The Maryland Technology Development Corporation will now help fund startups between the seed phase and the venture capital phase with a new Gap Investment Fund program.
The money come from $1 million included in the state’s budget for the 2018 fiscal year.
“What we find, is there is a gap between the two funds that when companies can’t find the second round of funding, they are looking out of state,” said John Wasilisin, president and COO of TEDCO. “This program is going to be designed to address that by providing a second source of capital.”
Several companies in recent years have had to go out of state to find this financing, he said, ultimately leaving the state.
During this phase of the startup process, companies have created their prototype or technology and are looking to to show that they can generate revenue.
“Now they’re looking to bring on some more companies so they can scale it up,” Wasilisin said.
The Gap Investment Fund will have a couple of strings attached for companies that want the investment.
The funds must be used to hire new employees and must be matched by private financing.
“We wanted it to really reflect job growth.
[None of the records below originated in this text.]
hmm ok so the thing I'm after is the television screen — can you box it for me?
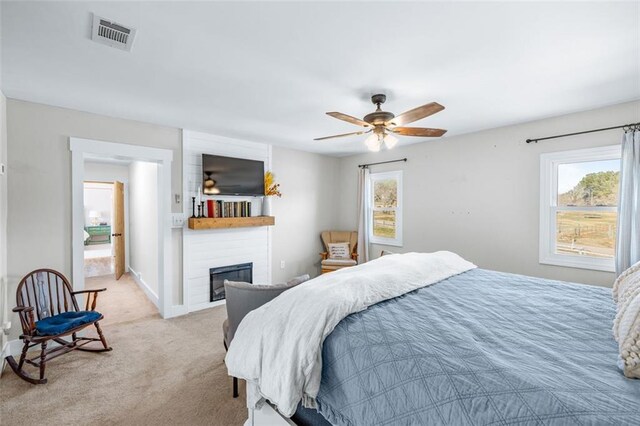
[202,154,265,196]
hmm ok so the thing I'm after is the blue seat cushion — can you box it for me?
[35,311,102,336]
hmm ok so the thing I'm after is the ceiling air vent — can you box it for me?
[91,14,136,52]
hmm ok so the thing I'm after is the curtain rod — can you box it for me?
[358,158,407,168]
[526,122,640,144]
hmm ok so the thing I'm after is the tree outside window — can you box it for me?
[369,171,403,246]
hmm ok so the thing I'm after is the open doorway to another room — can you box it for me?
[71,138,174,319]
[80,156,160,318]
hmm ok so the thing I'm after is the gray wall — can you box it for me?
[271,146,340,282]
[0,2,7,358]
[0,92,7,355]
[338,100,640,287]
[5,100,183,340]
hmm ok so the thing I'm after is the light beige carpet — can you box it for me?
[0,274,247,425]
[84,256,115,278]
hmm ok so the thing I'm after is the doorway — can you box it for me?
[70,138,174,318]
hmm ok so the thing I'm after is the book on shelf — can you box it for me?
[204,200,253,218]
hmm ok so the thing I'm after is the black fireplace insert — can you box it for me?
[209,262,253,302]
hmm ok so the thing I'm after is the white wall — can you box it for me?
[271,145,341,282]
[83,182,112,226]
[337,100,640,287]
[128,161,159,301]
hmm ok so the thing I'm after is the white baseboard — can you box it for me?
[128,267,159,308]
[1,331,91,369]
[5,339,23,358]
[188,299,226,313]
[1,340,10,376]
[169,304,189,317]
[2,338,30,361]
[2,335,81,359]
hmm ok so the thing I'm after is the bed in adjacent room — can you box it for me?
[226,253,640,426]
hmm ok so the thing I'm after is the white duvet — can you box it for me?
[224,251,476,417]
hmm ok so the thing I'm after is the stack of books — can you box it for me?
[206,200,252,218]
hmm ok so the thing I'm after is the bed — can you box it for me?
[227,254,640,425]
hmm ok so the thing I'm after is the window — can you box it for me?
[368,171,403,246]
[540,145,620,272]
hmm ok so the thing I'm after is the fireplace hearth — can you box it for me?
[209,262,253,302]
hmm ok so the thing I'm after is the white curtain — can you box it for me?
[616,129,640,275]
[357,167,370,263]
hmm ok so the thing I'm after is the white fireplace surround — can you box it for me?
[182,130,272,312]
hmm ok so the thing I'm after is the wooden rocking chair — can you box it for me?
[5,269,112,384]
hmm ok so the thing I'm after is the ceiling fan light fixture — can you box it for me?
[368,142,381,152]
[365,133,381,151]
[315,95,447,150]
[383,133,399,149]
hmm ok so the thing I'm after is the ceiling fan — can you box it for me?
[315,94,447,151]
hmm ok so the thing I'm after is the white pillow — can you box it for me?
[613,260,640,305]
[328,242,350,259]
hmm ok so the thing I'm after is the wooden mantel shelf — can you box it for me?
[188,216,275,230]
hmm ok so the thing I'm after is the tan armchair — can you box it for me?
[320,231,358,274]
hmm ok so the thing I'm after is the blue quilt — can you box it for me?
[315,269,640,425]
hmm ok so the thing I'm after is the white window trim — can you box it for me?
[539,145,620,272]
[368,170,403,247]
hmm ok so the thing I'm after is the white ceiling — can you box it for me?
[2,1,639,155]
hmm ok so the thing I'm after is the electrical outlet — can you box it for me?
[3,321,12,335]
[280,260,285,269]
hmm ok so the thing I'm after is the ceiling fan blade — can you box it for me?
[387,102,444,126]
[391,127,447,137]
[326,112,371,127]
[314,130,368,141]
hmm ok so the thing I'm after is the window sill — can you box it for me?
[370,237,403,247]
[539,255,615,273]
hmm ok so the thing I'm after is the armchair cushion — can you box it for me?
[321,258,357,267]
[35,311,102,336]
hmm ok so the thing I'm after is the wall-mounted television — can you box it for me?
[202,154,265,196]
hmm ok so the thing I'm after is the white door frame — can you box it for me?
[70,138,174,318]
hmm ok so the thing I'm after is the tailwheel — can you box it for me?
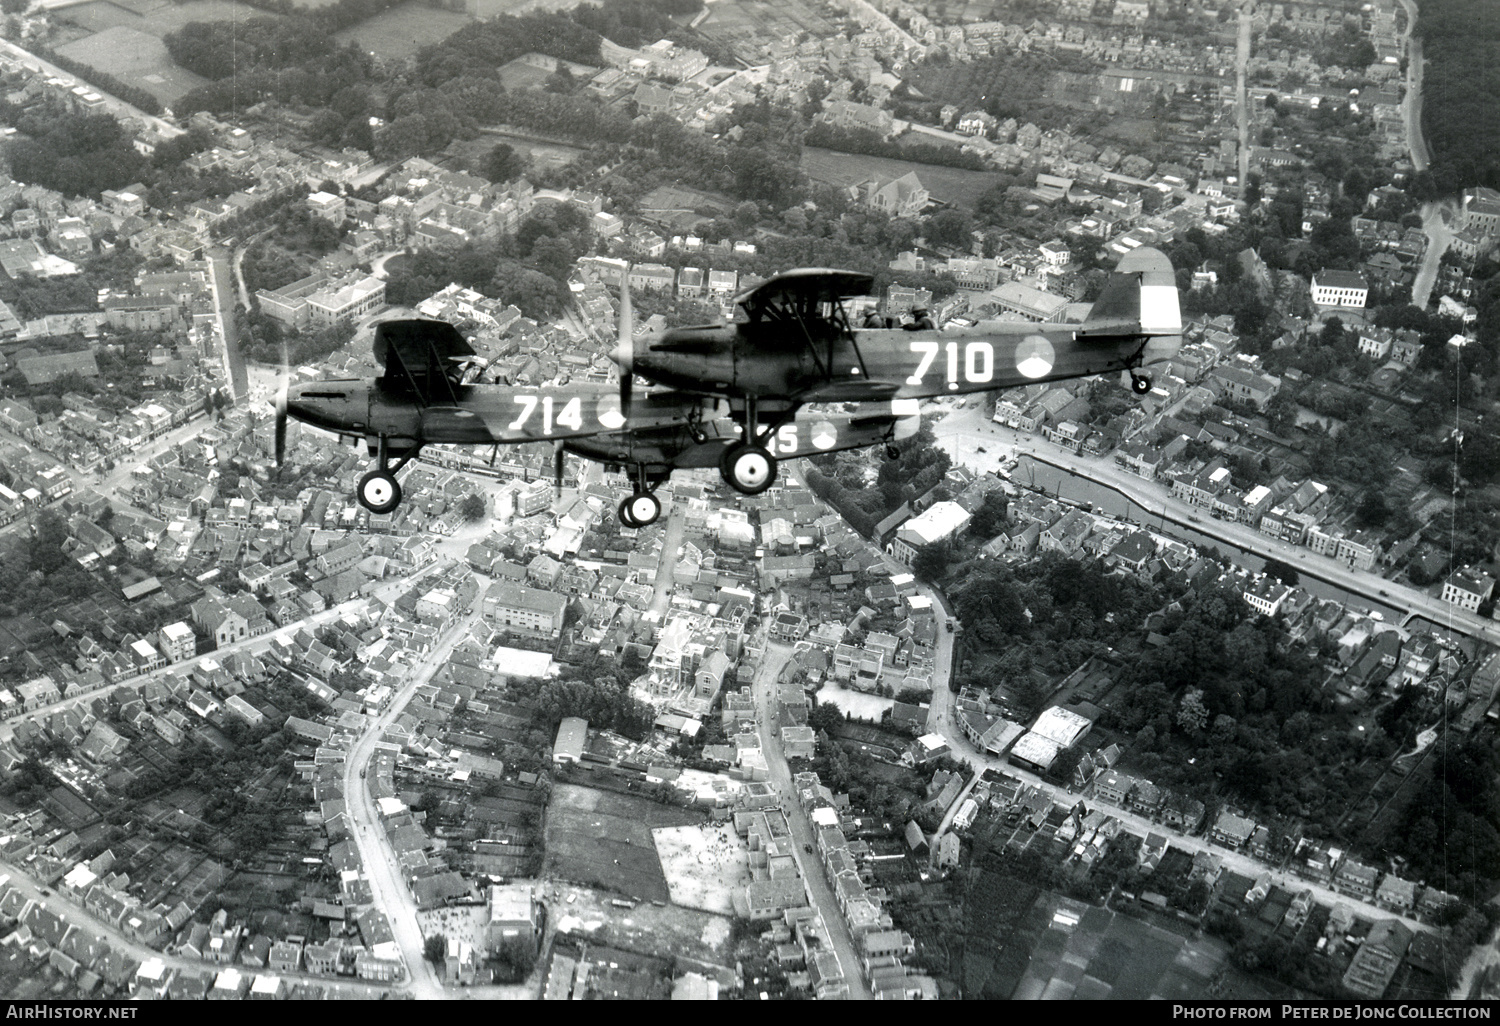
[357,470,402,514]
[719,441,777,495]
[1130,373,1152,395]
[619,491,661,527]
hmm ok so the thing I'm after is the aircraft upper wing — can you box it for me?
[373,319,477,404]
[732,268,875,323]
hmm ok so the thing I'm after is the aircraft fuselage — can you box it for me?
[633,320,1180,403]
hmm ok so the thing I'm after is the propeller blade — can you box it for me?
[553,441,565,493]
[274,340,289,469]
[618,270,635,417]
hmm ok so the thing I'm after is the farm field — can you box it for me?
[332,2,471,60]
[801,145,998,211]
[54,26,209,105]
[543,782,702,903]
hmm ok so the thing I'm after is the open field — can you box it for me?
[496,54,597,91]
[801,146,998,211]
[445,130,585,176]
[333,2,471,60]
[548,882,734,966]
[60,0,274,38]
[469,0,579,17]
[419,902,489,955]
[543,783,702,903]
[55,26,209,105]
[1012,898,1230,1000]
[814,682,894,722]
[651,823,748,915]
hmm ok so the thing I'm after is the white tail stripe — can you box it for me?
[1140,284,1181,333]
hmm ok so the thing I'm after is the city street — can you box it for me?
[752,640,871,999]
[341,607,484,1000]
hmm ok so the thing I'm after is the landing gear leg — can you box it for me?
[720,396,779,495]
[618,466,663,527]
[357,436,403,515]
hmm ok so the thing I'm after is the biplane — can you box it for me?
[274,318,921,527]
[278,247,1179,524]
[612,246,1181,494]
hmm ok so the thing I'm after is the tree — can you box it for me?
[911,540,951,583]
[1261,557,1300,586]
[1356,490,1390,528]
[459,493,487,522]
[481,143,526,185]
[424,933,446,965]
[1178,687,1209,734]
[968,491,1009,539]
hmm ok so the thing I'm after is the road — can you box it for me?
[932,404,1500,647]
[0,40,183,142]
[341,607,483,1000]
[752,640,871,1000]
[1236,8,1252,189]
[909,571,1435,937]
[208,248,248,400]
[646,502,684,618]
[1412,200,1456,310]
[1397,0,1429,173]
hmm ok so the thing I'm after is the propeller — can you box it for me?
[615,269,634,419]
[274,339,289,471]
[552,441,565,493]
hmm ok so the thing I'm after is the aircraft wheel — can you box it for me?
[885,444,901,460]
[1131,374,1152,395]
[357,470,402,514]
[623,492,661,527]
[617,497,640,529]
[719,442,777,495]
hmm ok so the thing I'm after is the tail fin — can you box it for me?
[1080,246,1181,336]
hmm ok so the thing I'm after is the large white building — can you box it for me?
[1442,569,1495,613]
[888,501,972,565]
[1310,270,1369,310]
[482,580,567,638]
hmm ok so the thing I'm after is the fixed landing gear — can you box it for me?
[719,396,781,495]
[355,435,413,514]
[358,470,401,514]
[719,441,777,495]
[885,443,901,460]
[618,491,662,528]
[1130,372,1153,395]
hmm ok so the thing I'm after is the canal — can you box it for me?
[1013,454,1410,622]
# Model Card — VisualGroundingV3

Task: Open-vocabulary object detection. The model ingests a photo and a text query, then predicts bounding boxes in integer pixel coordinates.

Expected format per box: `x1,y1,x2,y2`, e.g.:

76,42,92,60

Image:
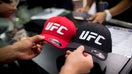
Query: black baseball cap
67,22,112,60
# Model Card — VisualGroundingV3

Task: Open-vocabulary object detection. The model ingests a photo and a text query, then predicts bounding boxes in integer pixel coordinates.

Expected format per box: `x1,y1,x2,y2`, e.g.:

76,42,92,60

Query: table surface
33,43,131,74
29,11,132,74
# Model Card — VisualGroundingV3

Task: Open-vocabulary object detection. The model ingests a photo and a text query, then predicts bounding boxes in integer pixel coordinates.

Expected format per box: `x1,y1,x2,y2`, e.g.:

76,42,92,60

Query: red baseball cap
40,16,76,49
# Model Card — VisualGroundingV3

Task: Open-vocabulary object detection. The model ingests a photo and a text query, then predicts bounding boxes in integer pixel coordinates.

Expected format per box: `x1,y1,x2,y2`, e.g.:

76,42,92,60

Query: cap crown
41,16,76,48
67,22,112,60
74,22,112,53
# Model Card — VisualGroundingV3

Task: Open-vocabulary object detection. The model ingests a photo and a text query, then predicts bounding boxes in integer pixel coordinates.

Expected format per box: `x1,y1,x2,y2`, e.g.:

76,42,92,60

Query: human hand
75,7,89,13
88,12,106,24
12,35,46,60
60,45,93,74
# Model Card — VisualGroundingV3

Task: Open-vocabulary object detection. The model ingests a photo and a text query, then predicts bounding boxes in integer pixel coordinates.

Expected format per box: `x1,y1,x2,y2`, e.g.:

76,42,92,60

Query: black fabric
56,55,106,74
24,20,45,34
0,0,11,3
56,55,65,72
0,60,49,74
0,62,20,74
26,0,74,11
89,62,106,74
24,13,75,34
67,22,112,60
0,26,8,34
74,22,112,53
129,69,132,74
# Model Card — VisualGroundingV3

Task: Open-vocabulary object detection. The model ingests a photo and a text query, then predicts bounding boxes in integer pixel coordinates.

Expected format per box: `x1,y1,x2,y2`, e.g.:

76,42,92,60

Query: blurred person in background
0,0,46,72
0,0,93,74
23,0,74,11
76,0,132,24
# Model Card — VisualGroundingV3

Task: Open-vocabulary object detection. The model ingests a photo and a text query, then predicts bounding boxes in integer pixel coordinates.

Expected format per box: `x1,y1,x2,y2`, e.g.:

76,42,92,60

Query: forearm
109,0,132,17
59,65,79,74
59,64,90,74
0,45,18,64
85,0,95,10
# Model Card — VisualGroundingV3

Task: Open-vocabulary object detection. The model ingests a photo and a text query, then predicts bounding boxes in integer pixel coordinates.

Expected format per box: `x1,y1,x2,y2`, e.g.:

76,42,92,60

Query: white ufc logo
45,22,68,35
79,31,105,45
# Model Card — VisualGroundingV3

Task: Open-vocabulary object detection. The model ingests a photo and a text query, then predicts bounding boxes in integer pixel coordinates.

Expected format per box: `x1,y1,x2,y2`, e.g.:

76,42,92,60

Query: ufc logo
45,22,68,35
79,31,105,45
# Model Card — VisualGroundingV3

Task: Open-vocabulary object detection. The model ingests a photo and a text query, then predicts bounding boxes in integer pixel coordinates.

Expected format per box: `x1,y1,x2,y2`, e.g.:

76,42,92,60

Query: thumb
75,45,85,53
30,35,45,42
88,15,95,21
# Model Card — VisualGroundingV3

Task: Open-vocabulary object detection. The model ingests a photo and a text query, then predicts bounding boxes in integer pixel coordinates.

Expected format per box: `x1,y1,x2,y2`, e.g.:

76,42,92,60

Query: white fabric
104,10,112,21
88,2,97,15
That’s good for Maryland,” Wasilisin said. “Having the investment by other credited investors shows that the state is not going in alone. There are other investors that are confident in this company.”
Gov. Larry Hogan included the funds in his 2018 budget and said he hopes to see it increase incentives for companies to stay in the state.
“Technology startups often face funding challenges, particularly the critical period between receiving seed funding and being a mature enough company to attract capital,” Hogan said in a statement. “This new program will bridge that funding gap, giving technology startups a much-needed lifeline as well as incentive to stay and grow in Maryland.”
The fund will be available July 1, the beginning of the state’s fiscal year. Wasilisin anticipated an application process could begin in June, as TEDCO spends the next couple of weeks developing the program.
The funds have only been guaranteed for one year, but Wasilisin said he hopes the demand shows the need for this stage of funding.
“I am certain that the demand is going to far outstrip the supply of funding,” he said.